Mit diesen Ministerernennungen und dem generellen ökonomischen Kurs hat Rasmussen es zunächst geschafft, sich der Unterstützung der wichtigsten Allianzpartner zu versichern. Für die parlamentarische Mehrheitsbeschaffung wird er allerdings kräftig navigieren und darauf bauen müssen, für wichtige Beschlüsse auch die Sozialdemokraten bzw. andere Parteien zu gewinnen.

Rasmussen machte selbst darauf aufmerksam, dass diese Aufgabe sehr schwierig sein werde. Dementsprechend sind die Erwartungen in den Medien an die Durchschlagskraft der Minderheitenregierung auch gering. Historisch gesehen haben solche Regierungen nur kurze Lebenszeiten in Dänemark, aber Rasmussen setzt offensichtlich darauf, durch Kompromiss- und Verhandlungsbereitschaft über unmittelbaren Koalitionspartner hinaus eine effektive Regierung ausüben zu können.

Die erste große Bewährungsprobe wird es noch in diesem Herbst geben, wenn die Bürger an die Wahlurnen gerufen werden sollen, um über den dänischen Vorbehalt zur EU-Rechtspolitik abzustimmen.
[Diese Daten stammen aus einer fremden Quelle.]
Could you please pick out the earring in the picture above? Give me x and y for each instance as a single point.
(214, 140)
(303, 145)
Dieser war 1992 notwendig geworden, um über eine zweite Abstimmung den Beitritt zum Maastricht-Vertrag zu sichern. Ob sich die Dänische Volkspartei mit ihrem Vorschlag für Grenzkontrollen ähnlich den britischen und irischen Ausnahmen von den Schengen-Regeln durchsetzen kann, ist gegenwärtig aber noch unklar.